You’ve done the hard part. You’ve got value defined in the eyes of the customer. You’ve created a product that creates more value than alternatives in the market. It’s time to generate demand and prepare to secure orders at value-based pricing. It’s time to market your value proposition.
The four things you need to know about marketing your product’s value proposition are:
- Value-based strategy guides value-based marketing.
- It is a commercial conversation.
- It is not selling.
- It requires substantiating your value throughout the sales cycle.
1. The Value-Based Strategy Definition Provides the Framework for Marketing Value
Value-based strategy for capital equipment is a business strategy that deliberately creates more economic value for the target customer than alternative offerings. And then extracts fair, profitable compensation for that value.
Four critical elements of this definition guide value-based marketing:
- …economic value
- …more value…than alternatives
- …fair, profitable compensation
Your marketing is going to be deliberate. You’re not going to make it up on the fly. You’re not going to rely on lofty, hollow platitudes. You’re not going to leave the sales force to fend for themselves. Instead, you’re going to equip the sales force to substantiate your value proposition during the sales cycle and win orders at the prices you deserve.
The economic value that your product creates for your target customer will headline your marketing messages. It’s the cornerstone of your entire marketing strategy. Every sales tool, press release, product demonstration, advertisement, and promotion will be designed to support your economic value proposition.
You won’t be vague on value. You’ll express it in financial terms, and you’ll be clear about the competitive advantages that enable your unique value.

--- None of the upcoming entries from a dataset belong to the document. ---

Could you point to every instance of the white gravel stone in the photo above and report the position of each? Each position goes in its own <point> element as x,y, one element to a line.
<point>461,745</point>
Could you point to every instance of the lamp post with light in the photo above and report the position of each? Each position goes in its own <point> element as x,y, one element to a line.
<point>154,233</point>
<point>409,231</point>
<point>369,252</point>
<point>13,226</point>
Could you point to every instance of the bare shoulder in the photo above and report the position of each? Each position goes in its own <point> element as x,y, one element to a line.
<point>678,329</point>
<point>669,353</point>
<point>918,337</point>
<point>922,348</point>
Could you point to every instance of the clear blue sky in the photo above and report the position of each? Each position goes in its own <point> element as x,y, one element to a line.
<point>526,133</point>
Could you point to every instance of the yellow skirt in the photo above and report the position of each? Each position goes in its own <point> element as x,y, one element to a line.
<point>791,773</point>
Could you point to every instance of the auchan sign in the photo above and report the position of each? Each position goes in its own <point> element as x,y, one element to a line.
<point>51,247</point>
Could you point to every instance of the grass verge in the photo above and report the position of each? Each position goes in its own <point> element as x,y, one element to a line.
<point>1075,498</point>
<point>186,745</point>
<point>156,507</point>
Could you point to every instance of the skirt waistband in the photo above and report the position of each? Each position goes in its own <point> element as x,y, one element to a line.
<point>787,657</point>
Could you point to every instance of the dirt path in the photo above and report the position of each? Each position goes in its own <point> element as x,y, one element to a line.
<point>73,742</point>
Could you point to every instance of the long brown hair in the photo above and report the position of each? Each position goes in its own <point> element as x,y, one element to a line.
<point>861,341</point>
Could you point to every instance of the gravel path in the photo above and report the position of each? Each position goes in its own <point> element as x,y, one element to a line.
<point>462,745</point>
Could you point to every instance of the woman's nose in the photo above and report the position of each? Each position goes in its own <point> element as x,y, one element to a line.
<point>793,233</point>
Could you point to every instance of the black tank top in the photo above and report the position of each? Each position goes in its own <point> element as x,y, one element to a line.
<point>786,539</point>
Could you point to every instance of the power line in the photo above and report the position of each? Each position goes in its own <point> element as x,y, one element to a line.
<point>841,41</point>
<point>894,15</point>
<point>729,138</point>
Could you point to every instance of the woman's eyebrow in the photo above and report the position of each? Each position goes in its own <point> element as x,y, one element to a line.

You’ll take on the competition. Your product creates more value for the customer than alternatives. Therefore, you will have to talk about those alternatives. You’ll make direct comparisons between your product’s and the competitions’ ability to create customer value.
You’ll deal with price. The price you seek is fair, profitable compensation for the value that your product creates for the customer. That price needs to be defined, communicated, and defended.
2. It’s a Commercial Conversation
If your customers only buy from you to make a profit, it follows then that marketing value must take the form of a commercial conversation. You have to link the problem that your product solves for your target customer to the financial benefit that they can expect. That conversation follows this flow:
- We understand your problem
- We have a unique solution
- It will produce a superior financial result for you (the customer)
The above is very different from a product features and benefits discussion. Your customer’s business and problems are center stage. Their financials and your product’s price will have starring roles. It happens at all levels of your market messaging. It doesn’t matter if it’s a:
- Press release
- Introductory presentation
- Product demonstration
- Web page
- Conference paper
- Or detailed response to a prospect’s inquiry
Everything is a commercial conversation.
3. It’s Not Selling
Value-based marketing and value-based selling are not the same things. Marketing is preparing to win orders. Selling is winning orders.
- Defines the target customer and product.
- Creates value propositions for target market segments.
- Generates market awareness of your product’s value proposition and competitive advantage.
- Develops capability to substantiate your value proposition, competitive advantage, and price during a sales cycle.
- Qualifies individual prospects.
- Tailors your value proposition and competitive advantage to individual prospect’s needs and circumstances.
- Executes the sales cycle to win orders at target prices.
Both processes are required to succeed in a value-based strategy. However, you must make the distinction between the two.
Parachuting marketing guys in to make a sales presentation to a prospect is not marketing value. It’s just marketing guys selling. If your marketing guys constantly find themselves in the selling role, it’s a pretty good indicator that the marketing work hasn’t been done.
4. It’s Substantiating Value Throughout the Sales Cycle
If you want prices that reflect your value, you will have to ensure that customers can confirm your value before purchasing. You need to draw prospects into your sales funnel based on your concept of value. Then you need to substantiate that value through every step of the sales cycle.
The marketing team needs to:
- Develop and communicate the value proposition and rationale for buying
- Equip the salesforce with tools that support your value and can be customized to individual customer circumstances.
- Ensure that if a customer requires you to demonstrate your product’s value before purchasing that you never fail.
- Develop product positioning skills in the sales team so that they can sell value with confidence and secure value-based pricing.